Jasa und ich gehen zurück zum Schiessstand. Ich lege wieder das Geld auf den Tisch. «20 Schuss, bitte.» Der Mann sieht mich an und nimmt das Geld. «Du hast aber schon verstanden, dass das nicht reicht für den Elefanten?» Ich nicke. Er lädt das Gewehr durch und reicht es mir über den Tresen. Ich lege an und ziele auf die Rosen. Ich atme tief durch. Jasa hüpft auf der anderen Seite hoch, schnappt sich etwas aus der Bude und rennt los. «Halt! Haltet ihn fest! Der Saubengel hat mich bestohlen! Halt!» während der Mann damit beschäftigt ist, Jasa nachzuschreien, lege ich das Gewehr hin, schleiche mich auf der Seite in den Wagen, schnappe mir den Elefanten und renne in die andere Richtung davon. Er brüllt weiter, aber ich verstehe nichts, während ich durch die Menschenmenge renne.

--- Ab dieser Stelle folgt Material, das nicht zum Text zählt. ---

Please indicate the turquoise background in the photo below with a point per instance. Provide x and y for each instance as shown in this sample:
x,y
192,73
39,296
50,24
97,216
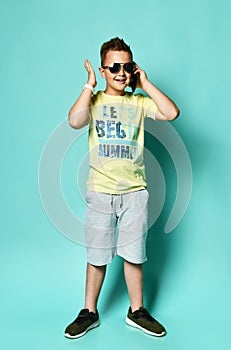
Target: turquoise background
x,y
185,48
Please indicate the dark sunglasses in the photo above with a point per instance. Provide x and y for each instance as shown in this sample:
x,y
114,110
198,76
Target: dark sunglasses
x,y
129,67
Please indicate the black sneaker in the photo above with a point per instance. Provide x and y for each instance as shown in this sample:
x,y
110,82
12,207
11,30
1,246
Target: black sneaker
x,y
143,320
84,322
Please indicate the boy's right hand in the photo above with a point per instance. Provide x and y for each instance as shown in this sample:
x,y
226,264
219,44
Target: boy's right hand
x,y
91,74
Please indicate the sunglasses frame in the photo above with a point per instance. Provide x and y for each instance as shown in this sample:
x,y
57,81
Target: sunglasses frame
x,y
120,66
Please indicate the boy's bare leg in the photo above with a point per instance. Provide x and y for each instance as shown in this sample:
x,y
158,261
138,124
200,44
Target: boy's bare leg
x,y
94,281
134,278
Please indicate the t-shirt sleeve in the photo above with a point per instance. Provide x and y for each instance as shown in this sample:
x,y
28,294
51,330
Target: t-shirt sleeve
x,y
149,107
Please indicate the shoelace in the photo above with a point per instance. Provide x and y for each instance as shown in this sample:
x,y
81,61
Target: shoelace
x,y
82,317
145,314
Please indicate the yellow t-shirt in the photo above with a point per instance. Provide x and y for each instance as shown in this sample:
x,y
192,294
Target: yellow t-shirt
x,y
116,142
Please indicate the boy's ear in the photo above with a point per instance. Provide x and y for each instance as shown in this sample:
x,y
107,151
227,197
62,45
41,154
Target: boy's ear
x,y
101,70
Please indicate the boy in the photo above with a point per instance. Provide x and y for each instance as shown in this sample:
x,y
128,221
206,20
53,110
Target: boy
x,y
117,195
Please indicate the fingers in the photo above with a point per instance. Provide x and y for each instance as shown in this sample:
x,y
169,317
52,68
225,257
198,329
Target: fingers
x,y
88,66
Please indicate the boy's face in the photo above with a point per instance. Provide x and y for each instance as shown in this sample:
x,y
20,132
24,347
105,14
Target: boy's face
x,y
116,82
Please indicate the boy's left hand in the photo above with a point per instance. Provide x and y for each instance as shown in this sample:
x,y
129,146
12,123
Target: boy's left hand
x,y
142,77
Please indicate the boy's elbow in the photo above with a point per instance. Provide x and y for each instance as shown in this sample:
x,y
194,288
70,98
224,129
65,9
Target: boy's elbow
x,y
175,114
76,123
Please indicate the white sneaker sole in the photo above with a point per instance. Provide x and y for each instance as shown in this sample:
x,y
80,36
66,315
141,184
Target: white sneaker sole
x,y
133,324
93,325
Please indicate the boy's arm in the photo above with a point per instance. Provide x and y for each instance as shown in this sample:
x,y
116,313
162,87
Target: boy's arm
x,y
78,114
167,110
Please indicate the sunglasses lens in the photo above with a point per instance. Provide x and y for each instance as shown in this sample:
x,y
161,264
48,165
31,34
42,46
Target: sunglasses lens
x,y
114,68
129,67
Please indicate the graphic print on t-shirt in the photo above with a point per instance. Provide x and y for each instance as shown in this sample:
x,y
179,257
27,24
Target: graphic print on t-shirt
x,y
117,139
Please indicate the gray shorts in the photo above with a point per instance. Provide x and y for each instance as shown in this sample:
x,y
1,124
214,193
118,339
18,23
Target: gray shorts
x,y
116,225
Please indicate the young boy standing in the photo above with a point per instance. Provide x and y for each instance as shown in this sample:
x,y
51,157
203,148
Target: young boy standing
x,y
117,196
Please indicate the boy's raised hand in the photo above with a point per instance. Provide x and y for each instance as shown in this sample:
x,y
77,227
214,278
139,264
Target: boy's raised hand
x,y
91,74
142,77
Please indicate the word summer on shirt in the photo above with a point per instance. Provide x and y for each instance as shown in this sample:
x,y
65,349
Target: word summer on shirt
x,y
118,132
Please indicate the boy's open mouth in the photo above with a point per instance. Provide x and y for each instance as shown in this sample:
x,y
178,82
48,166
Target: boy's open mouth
x,y
120,80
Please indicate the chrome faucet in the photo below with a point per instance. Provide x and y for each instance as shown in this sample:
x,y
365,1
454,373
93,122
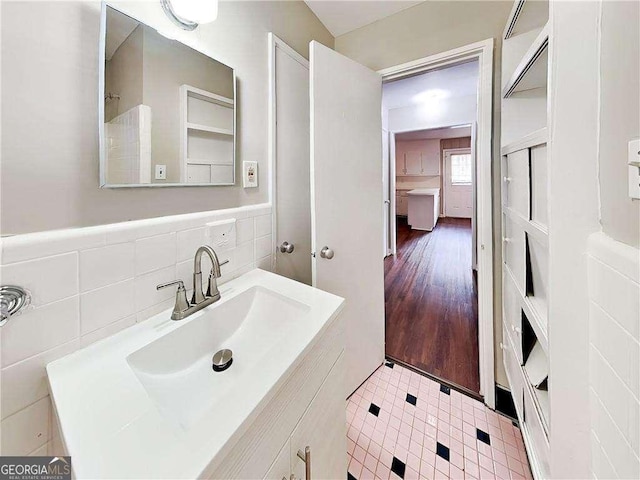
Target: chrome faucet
x,y
183,308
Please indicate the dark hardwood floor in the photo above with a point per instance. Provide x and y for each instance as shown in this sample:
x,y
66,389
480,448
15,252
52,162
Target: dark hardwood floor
x,y
431,302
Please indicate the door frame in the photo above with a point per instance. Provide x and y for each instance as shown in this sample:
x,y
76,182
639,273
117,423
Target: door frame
x,y
483,52
445,172
273,43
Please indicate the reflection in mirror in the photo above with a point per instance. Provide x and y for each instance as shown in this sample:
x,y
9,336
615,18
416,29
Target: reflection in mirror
x,y
169,110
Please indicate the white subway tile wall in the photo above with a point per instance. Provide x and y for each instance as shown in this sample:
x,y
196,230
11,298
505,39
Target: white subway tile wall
x,y
90,283
614,358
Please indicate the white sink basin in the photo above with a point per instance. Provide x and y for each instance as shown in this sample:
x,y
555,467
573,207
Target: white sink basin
x,y
176,368
146,403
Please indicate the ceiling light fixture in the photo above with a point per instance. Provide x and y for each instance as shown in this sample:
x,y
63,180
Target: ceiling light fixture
x,y
430,95
188,14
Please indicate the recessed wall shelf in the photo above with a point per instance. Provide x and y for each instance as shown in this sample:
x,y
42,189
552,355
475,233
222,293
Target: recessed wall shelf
x,y
525,166
205,128
207,147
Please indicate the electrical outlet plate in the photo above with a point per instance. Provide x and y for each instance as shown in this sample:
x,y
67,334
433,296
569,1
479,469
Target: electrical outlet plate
x,y
249,174
222,234
161,172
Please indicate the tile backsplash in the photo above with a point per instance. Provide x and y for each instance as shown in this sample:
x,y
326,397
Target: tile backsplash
x,y
614,358
89,283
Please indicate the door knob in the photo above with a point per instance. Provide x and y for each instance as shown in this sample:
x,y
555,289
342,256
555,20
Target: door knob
x,y
327,253
286,247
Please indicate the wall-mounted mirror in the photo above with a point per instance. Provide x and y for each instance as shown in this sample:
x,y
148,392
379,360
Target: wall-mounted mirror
x,y
168,117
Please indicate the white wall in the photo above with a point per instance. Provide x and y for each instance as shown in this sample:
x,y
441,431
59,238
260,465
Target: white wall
x,y
426,29
89,283
573,216
50,118
438,113
619,116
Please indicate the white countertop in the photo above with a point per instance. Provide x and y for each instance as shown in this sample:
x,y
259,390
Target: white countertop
x,y
112,427
425,191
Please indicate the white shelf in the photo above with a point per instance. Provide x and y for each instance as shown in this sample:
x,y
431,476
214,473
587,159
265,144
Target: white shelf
x,y
531,71
534,229
205,128
536,322
530,140
525,16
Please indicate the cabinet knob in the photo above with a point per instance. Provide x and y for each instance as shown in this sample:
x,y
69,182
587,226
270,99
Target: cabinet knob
x,y
286,247
327,253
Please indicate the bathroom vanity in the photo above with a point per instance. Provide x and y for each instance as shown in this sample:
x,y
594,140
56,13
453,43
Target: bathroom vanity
x,y
146,403
424,207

Wenige Minuten später bin ich am Bellevue angekommen. Ich sehe wie Edona auf einer Parkbank sitzt, ihre Beine schaukelt und wartet. Ich gehe auf sie zu, da kommt auch schon Jasa lachend angerannt. «Der war ja mal wütend, was?» Ich nicke und muss auch lachen. Edona kommt uns entgegen. «Hier.» Ich strecke ihr den blauen Elefanten entgegen. Sie sieht uns misstrauisch an. «Habt ihr.. ist der gestohlen?» «Nö.» meint Jasa. «Na.. nicht direkt gestohlen.» antworte ich. Sie schaut uns noch immer skeptisch an. «Wie jetzt? Ist er nun geklaut oder nicht?» Jasa und ich erzählen ihr, was wir gemacht haben. Dass wir ihn zwar gestohlen haben, aber auch, dass wir dem Mann unser komplettes Geld gegeben haben vorher. Edona starrt den Elefanten an. «Dann ist der jetzt für mich?» Wir nicken. «Und ihr habt ihm wirklich das Geld gegeben?» Wir nicken erneut. «Hmm.. ok … irgendwie geschieht ihm das ja recht. Er war wirklich gemein.» Edona zögert kurz, nimmt aber dann den blauen Elefanten, drückt ihn fest an sich und lächelt zufrieden.
Jasa kramt in seiner Hosentasche rum und zieht einen kleinen Ball raus. «Ich hätte da noch diesen Gummiball von vorhin. Will den einer? … ach, vergesst es. Den behalte ich selbst.» sagt er und grinst. «Behalt den ruhig.» sag ich und muss lachen. «Wir sollten langsam mal zurück ins Heim, bevor die uns suchen. Meint ihr nicht auch?» fragt Edona. «Ja, sollten wir wohl.» antwortet Jasa. Wir trotten los. Edona hält ihr Plüschtier in der einen Hand, mit der anderen greift sie nach meiner, lehnt ihren Kopf kurz an meinen Oberarm und sagt «Danke für den Elefanten. Der wird jetzt für immer bei mir sein.»